Autour de lui, « les gens sont fascinés, ils doivent y goûter pour y croire ». « Je n’ai jamais entendu parler d’aquaponie pendant mes études. L’idée m’est venue en regardant une vidéo sur les réseaux sociaux. J’ai voulu essayer simplement pour voir si ça marche vraiment », nous confie Sofiene. Après une première tentative échouée sur le toit de la maison, le prototype qui fonctionne actuellement permet de nourrir sa famille et ses amis avec des produits frais toute l’année. « C’est le futur de l’agriculture que ce soit en Tunisie ou dans le monde », affirme-t-il, lui-même surpris par les potentialités de son installation, « on est peu nombreux à s’être lancés mais on se sent comme des pionniers ». Actuellement en pleine étude de projet, il compte bien le développer et se joindre aux autres initiatives existantes en matière de biodiversité. « Nous allons automatiser une partie du système pour recueillir plus de données, puis se constituer en entité juridique pour la location d’un terrain ». Sofiene espère reproduire son prototype sur 500m2 de production en étages, accompagnée d’une culture biologique en sol pour les plantes à bulbes, moins faciles à cultiver dans l’eau. Seule la consommation d’énergie due à l’électricité et au transport sera à mesurer.

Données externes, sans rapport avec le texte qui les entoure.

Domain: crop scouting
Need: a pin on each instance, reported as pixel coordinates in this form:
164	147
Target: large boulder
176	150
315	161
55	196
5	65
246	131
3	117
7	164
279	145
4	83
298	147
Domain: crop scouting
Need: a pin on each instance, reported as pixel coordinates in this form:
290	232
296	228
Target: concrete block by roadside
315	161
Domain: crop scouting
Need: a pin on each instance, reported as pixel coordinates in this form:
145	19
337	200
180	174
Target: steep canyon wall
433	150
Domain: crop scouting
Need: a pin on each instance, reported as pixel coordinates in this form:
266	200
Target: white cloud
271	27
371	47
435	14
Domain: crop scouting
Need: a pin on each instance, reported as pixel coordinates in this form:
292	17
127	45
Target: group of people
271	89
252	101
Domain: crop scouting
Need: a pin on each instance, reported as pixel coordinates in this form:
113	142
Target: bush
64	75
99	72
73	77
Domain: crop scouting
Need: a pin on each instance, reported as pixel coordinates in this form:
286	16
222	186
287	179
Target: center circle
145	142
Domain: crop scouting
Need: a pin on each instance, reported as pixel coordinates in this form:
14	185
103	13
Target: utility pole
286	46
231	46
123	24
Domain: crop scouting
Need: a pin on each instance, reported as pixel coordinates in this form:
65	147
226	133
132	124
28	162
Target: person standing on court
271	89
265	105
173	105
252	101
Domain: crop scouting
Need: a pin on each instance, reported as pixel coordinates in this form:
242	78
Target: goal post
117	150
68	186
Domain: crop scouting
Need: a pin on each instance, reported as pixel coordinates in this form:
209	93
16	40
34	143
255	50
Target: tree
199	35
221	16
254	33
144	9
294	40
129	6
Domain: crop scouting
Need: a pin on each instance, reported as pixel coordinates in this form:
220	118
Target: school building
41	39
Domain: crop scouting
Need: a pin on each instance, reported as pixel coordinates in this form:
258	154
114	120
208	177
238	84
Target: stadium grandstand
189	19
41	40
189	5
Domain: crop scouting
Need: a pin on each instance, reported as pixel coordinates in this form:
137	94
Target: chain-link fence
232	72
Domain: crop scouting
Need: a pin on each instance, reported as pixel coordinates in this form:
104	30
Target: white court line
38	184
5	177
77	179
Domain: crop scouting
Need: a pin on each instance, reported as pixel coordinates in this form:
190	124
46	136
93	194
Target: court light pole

Mais surtout, il s’agit maintenant de faire connaître l’aquaponie comme solution innovante aux nombreux maux rencontrés par l’agriculture conventionnelle. La création d’un tel écosystème permet d’abandonner la consommation excessive d’eau et les engrais chimiques tandis que le gain d’espace permet de lutter contre la disparition et la désertion des zones fertiles. Résolument, l’aquaponie offre une nouvelle voie vers l’indépendance alimentaire, individuelle et collective. Alors qu’aujourd’hui la Tunisie importe même des oignons d’Algérie et que le prix des denrées alimentaires ne cesse d’augmenter, le prototype de Sofiene « on peut le répliquer partout », dit-il, « sur les toits, sur les murs d’écoles, sur les balcons, dans les garages, même dans le désert ». En attendant que l’aquaponie fasse l’objet d’une reconnaissance dans le milieu agricole conventionnel et d’une labellisation propre, comme ce fut le cas avec la culture biologique.